A survey by Sophos, titled “Cyber Insurance and Cyber Defenses 2024: Lessons from IT and Cybersecurity Leaders,” has indicated that 76% of global companies have strengthened their cyber defences to meet the requirements for cyber insurance coverage.
This trend highlights the growing role of cyber insurance in business strategies, as firms seek to mitigate the risks of cyberattacks by ensuring their partners have sufficient coverage.
However, many businesses remain uncertain about the specifics of their insurance policies.
The survey found that 40% of respondents were unsure if their policy covered ransom payments, and 41% were uncertain about coverage for income loss.
The costs of recovering from cyberattacks often surpass the limits of insurance coverage.
Only 1% of claimants reported that their insurer fully compensated their remediation expenses, with most experiencing partial payments due to exceeded policy limits.
Sophos’ “State of Ransomware 2024” survey also revealed that recovery costs have increased by 50% over the past year, averaging US$2.73 million per incident.
Chester Wisniewski, global field CTO at Sophos, said the firm’s Active Adversary report has repeatedly shown that many cyber incidents faced by companies resulted from failure to implement cybersecurity best practices.
“In our most recent report, for example, compromised credentials were the number one root cause of attacks, yet 43% of companies didn’t have multi-factor authentication enabled,” he said, as reported by Security Brief Asia.
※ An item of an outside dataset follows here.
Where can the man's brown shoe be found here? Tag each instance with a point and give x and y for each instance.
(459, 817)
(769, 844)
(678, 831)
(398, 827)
He also noted the broader impact of these required upgrades.
“The fact that 76% of companies invested in cyber defences to qualify for cyber insurance shows that insurance is forcing organisations to implement some of these essential security measures,” he said. “It’s making a difference, and it’s having a broader, more positive impact on companies overall. However, while cyber insurance is beneficial for companies, it is just one part of an effective risk mitigation strategy. Companies still need to work on hardening their defences. A cyberattack can have profound impacts for a company from both an operational and a reputational standpoint, and having cyber insurance doesn’t change that.”
Investments in cyber defences for insurance purposes have reportedly led to broader security benefits.
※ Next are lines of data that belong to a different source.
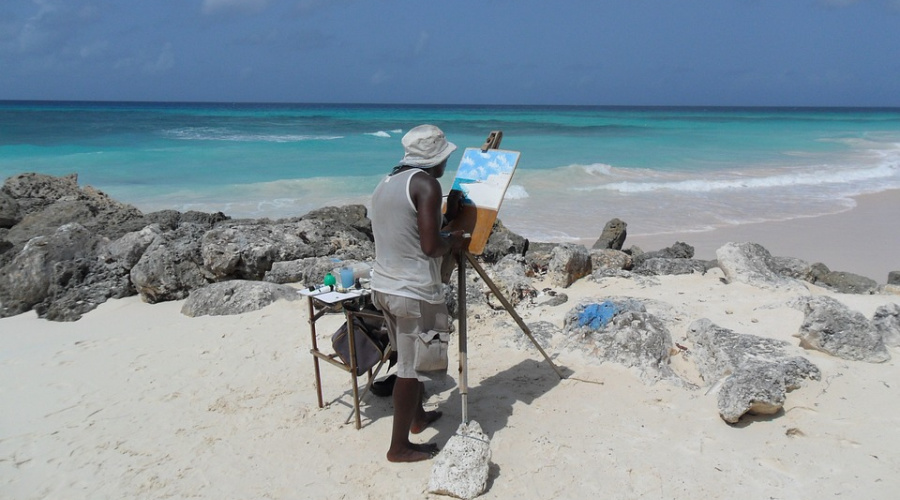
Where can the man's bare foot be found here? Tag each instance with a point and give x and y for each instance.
(415, 453)
(421, 424)
(431, 448)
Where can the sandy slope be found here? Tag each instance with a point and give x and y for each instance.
(139, 401)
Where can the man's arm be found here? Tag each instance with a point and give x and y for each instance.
(426, 195)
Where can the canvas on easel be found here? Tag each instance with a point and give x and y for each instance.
(483, 177)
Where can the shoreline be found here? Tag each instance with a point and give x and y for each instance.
(858, 240)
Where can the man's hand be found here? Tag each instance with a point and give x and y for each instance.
(459, 241)
(454, 202)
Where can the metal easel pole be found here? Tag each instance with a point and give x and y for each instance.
(463, 344)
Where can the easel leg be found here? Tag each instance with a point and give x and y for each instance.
(509, 308)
Among the respondents, 99% agreed that their defensive improvements had positive impacts, such as enhanced protection, freed IT resources, and reduced security alerts.
Wisniewski highlighted the additional benefits of cyber defence investments.
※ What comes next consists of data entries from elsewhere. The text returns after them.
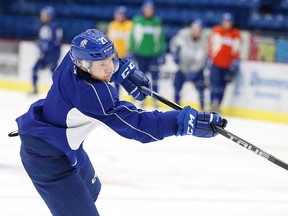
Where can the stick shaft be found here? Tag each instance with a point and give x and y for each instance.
(221, 131)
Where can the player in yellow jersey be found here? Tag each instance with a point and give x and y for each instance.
(119, 31)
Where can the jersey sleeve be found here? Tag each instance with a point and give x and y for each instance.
(124, 118)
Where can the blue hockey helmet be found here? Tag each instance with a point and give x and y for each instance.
(92, 45)
(49, 11)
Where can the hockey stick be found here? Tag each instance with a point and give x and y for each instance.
(221, 131)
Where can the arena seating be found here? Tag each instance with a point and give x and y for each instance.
(20, 18)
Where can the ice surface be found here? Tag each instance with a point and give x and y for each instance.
(179, 176)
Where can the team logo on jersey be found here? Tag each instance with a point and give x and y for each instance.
(103, 40)
(83, 43)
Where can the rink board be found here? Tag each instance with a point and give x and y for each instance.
(259, 92)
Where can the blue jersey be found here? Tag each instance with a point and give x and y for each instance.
(50, 39)
(76, 104)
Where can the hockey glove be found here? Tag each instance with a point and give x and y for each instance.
(131, 79)
(199, 124)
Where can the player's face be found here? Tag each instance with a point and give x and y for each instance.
(102, 70)
(44, 17)
(119, 17)
(227, 24)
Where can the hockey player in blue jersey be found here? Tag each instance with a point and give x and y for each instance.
(49, 44)
(81, 98)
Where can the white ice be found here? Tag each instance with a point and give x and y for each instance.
(179, 176)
“Investments in cyber defences appear to have a ripple effect in terms of benefits, unlocking insurance savings that organisations can divert into other defences to more broadly improve their security posture. As cyber insurance adoption continues, hopefully, companies’ security will continue to improve. Cyber insurance won’t make ransomware attacks disappear, but it could very well be part of the solution,” he said.
The survey gathered responses from 5,000 IT and cybersecurity leaders across 14 countries, including regions in the Americas, EMEA, and Asia Pacific (APAC). The organisations surveyed varied in size, employing between 100 and 5,000 individuals, with revenues ranging from below US$10 million to over US$5 billion.
Early this year, a report revealed a rise in cyber threats across the APAC region, particularly in ransomware attacks. The financial sector ranked as the fourth-highest target of such attacks in the region in 2023.